はち切れそうな雄根は震え、ハヤトの限界はもう目の前。かく言う砂月の限界もそう遠くはないのだが。
「…意地悪されて嬉しい癖によく言うぜ」
少しだけ強めに耳たぶを囓ると、刹那な声が砂月に届いた。
「…――っあ……」
その瞬間、ぶるぶると大袈裟なくらいに砂月の身体の下でハヤトが身悶える。
「…はぁ?おい、お前…耳でイったのか?おい、ハヤト」
「…っふえ、は…にゃあぁ…だ、だって…っ、だって…っ」
顔を覗こうとするとぷしゅうと音がした。
瞳がかち合うと、己が達してしまった事を実感したハヤトが真っ赤になって縮こまった際の音らしい。
全身で感じる羞恥にハヤトが鳴き震えるに連れて、彼の内壁は収縮を繰り返してもっと欲しいと蠢き続けている。
それは、嬉しさと悦さからなるものか。
「…身体は正直だよなァ…ホント…お前、これで終わると思うなよ?」
力の抜けた上半身を起こそうとハヤトの腕を引き、繋がりを深め直すと、砂月はもう一度、耳に噛み付いた。
「っ――にゃあッ」
ビクン、丸まっていた背筋がピンと張る。
ピリピリとした快感がハヤトの身体を駆け巡った証。
身体中が火照り、あらゆる箇所が性感帯のようになってしまっている今、砂月の次の手を考えると、身体は正直に快楽を求めようとする。

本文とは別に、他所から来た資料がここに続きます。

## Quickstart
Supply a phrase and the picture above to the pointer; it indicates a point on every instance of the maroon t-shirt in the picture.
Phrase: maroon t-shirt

そんな反応をしてしまう自分に対し、真っ赤な顔で困ったように砂月にしがみつく。
ぎゅっと、擦り寄るような動きで許しを請う姿は、腰にクるものがある。
「はっ、面白ぇ反応しやがって……」
その快楽は、結合部を通して砂月にも伝わっている。二人で感じ合う、それが自然。
ハヤトが得ている快感は砂月にも伝わり、そしてまたハヤトへと繋がっていく。
終わりの見えない久しぶりの行為は、永遠に続くように感じられるのも避けられない道だろう。
体内で感じる砂月のソレが、さっきよりも大きく感じるのは気のせいか。否、気のせいだと思いたいのだけれど。
「ふにゃ、あ…も、やァ…さっちゃ、すき…すき…っ」
砂月の額から滑る汗が艶めかしく、ハヤトの頬に伝い落ちる度に、二人は更に溺れていく。この行為に。
そして、互いの存在に。
「――ッ、ん……」
念願のキスが突然に降り注ぐ。
荒れた呼吸と喘ぐ声をも噛み付くような、鋭いキスは水音を立ててハヤトを追い詰めた。上からも下からも攻め立てる砂月の呼吸も荒い。
キスを待ち望んでいたハヤトが恍惚な笑みを浮かべ、きゅうっと砂月を締め付けて喜びを体現していく。
流石の砂月もこれ以上、堪えるつもりはないらしく、奥深くへ誘われるがままに吐精した。それから後を追うようにハヤトも何度目かの絶頂を迎えていた。
「は、ぁ…にゃ……」
ぐったりと、ベッドへ沈む二人。
それでも砂月のキスが止む事は無く、意識が途切れるその瞬間までハヤトを味わうことを止めない。
全ては、愛故に。砂月が余り口にしない燃えるような愛情が胸の内に在るからこそ、最後の最後までハヤトを堪能したかった。
キスは最大のご褒美。遠い世界で夢心地のハヤトが幸せそうに微笑んだ。
微笑みから伝わる「だいすき」の言葉に、砂月はその想いを食べるように再び口付け、そしてハヤトと共に夢の淵へと堕ちていった。